De si précieux métaux…
PUBLIÉ LE 17/11/2020
L'Usine Nouvelle Le blog de Julien Fosse
Sans eux, ni smartphones, ni panneaux photovoltaïques. Indispensables aux technologies du numérique et aux énergies renouvelables, omniprésents dans notre vie quotidienne mais invisibles, les métaux font l’objet d’une consommation exponentielle depuis les années 70. Un boom synonyme d’extractions massives, et donc d’émissions de gaz à effet de serre. Des émissions dont les coûts réels ne sont pas intégrés aux prix du marché mondial. Tenir compte de ce "coût climatique" au moyen d’une taxe carbone, y compris pour les métaux importés, pourrait permettre de réduire ces émissions selon certains économistes de l’environnement. Le moyen de redonner leur juste valeur à ces ressources naturelles, et ainsi enrayer la surexploitation de ces métaux si précieux....
UNE ÉCONOMIE MONDIALE ACCRO AUX MÉTAUX
Ferreux, précieux, d’alliage ou rares, les métaux se distinguent par leurs propriétés physico-chimiques, électriques et magnétiques, qui expliquent la grande variété de leurs usages, en fonction des pays et des évolutions technologiques. Ainsi que leur surexploitation. Car depuis la révolution industrielle, l’usage des métaux a évolué à mesure que les innovations surgissaient. Leur consommation est ainsi passée de 2,6 milliards de tonnes en 1970 à 9,1 milliards en 2017, soit 250 % de hausse. Une tendance qui conduirait à consommer 18 milliards de tonnes en 2060.
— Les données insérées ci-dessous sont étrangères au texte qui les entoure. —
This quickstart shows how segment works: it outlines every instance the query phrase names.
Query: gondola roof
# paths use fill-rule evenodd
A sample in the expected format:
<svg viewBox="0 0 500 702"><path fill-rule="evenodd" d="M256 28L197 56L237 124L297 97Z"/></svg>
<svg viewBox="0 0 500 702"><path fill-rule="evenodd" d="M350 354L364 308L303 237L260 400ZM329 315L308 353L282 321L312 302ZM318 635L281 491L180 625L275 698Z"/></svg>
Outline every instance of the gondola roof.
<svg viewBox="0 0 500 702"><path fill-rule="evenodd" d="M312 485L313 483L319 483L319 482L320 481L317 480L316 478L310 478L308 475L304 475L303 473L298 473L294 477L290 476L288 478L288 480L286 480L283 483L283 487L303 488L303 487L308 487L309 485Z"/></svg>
Les métaux lourds (plomb et mercure), très polluants, voient leur demande décliner, grâce à des réglementations environnementales de plus en plus strictes. Les métaux ferreux sont pour leur part liés à l’urbanisation, l’industrialisation et aux infrastructures de transport. Leur demande croît faiblement (2,5 % par an en moyenne sur vingt-cinq ans) mais cette croissance provient majoritairement des pays en développement. Les métaux d’alliages (cuivre, zinc) ont une croissance et une cyclicité plus fortes (de 3 % à 5 % de croissance). Les métaux high-tech et stratégiques, enfin, voient leur demande suivre les innovations. Leur croissance peut dépasser les 20 % par an, même si une large part des métaux high-tech a une production inférieure à 200 000 tonnes par an. La demande provient essentiellement des pays développés, grands consommateurs de numérique.
10 % DES ÉMISSIONS DE GAZ À EFFET DE SERRE
À eux seuls, l’extraction et le raffinage des métaux sont à l’origine d’un dixième des émissions mondiales de gaz à effet de serre, avec toutefois des variations considérables. Certains métaux rares ou précieux ont ainsi une très grande intensité en carbone : 20 600 tonnes de CO2 émises pour une tonne extraite et raffinée de platine, et 5 100 tonnes de CO2 pour une tonne d’or, contre 2 tonnes pour l’acier et 17 pour l’aluminium. En volume, deux métaux concentrent l’essentiel des émissions : l’acier et l’aluminium produisent à eux seuls près des neuf dixièmes des émissions de CO2 des principaux métaux utilisés dans le monde. En appliquant une taxe carbone de 57 euros par tonne, comme le recommande le rapport Stern-Stiglitz, la prise en compte de cette externalité carbone renchérirait le prix de marché de 25 % pour l’acier, de 60 % pour l’aluminium et à plus de 100 % pour le magnésium. Pour tous les autres métaux, le coût additionnel serait inférieur à 11 %. En raison des importants volumes produits, l’aluminium et l’acier auraient logiquement à supporter l’essentiel d’une tarification du carbone aux frontières, en tant que responsables de la majorité des émissions de carbone liées au secteur de l’extraction et du raffinage. De quoi modifier quelques équilibres commerciaux mondiaux, ainsi que de nombreuses pratiques industrielles…
Le paiement de l’"externalité carbone" pourrait ainsi conduire à une transformation substantielle de l’usage des métaux, dans le sens d’une sobriété accrue, en favorisant l’économie circulaire. Une évolution qui permettrait sans doute de respecter les objectifs de l’Accord de Paris et de la stratégie nationale bas carbone (SNBC). Mais qui impliquerait le renchérissement de bon nombre de matières premières. Reste à savoir si l’industrie européenne y est prête, et les consommateurs aussi.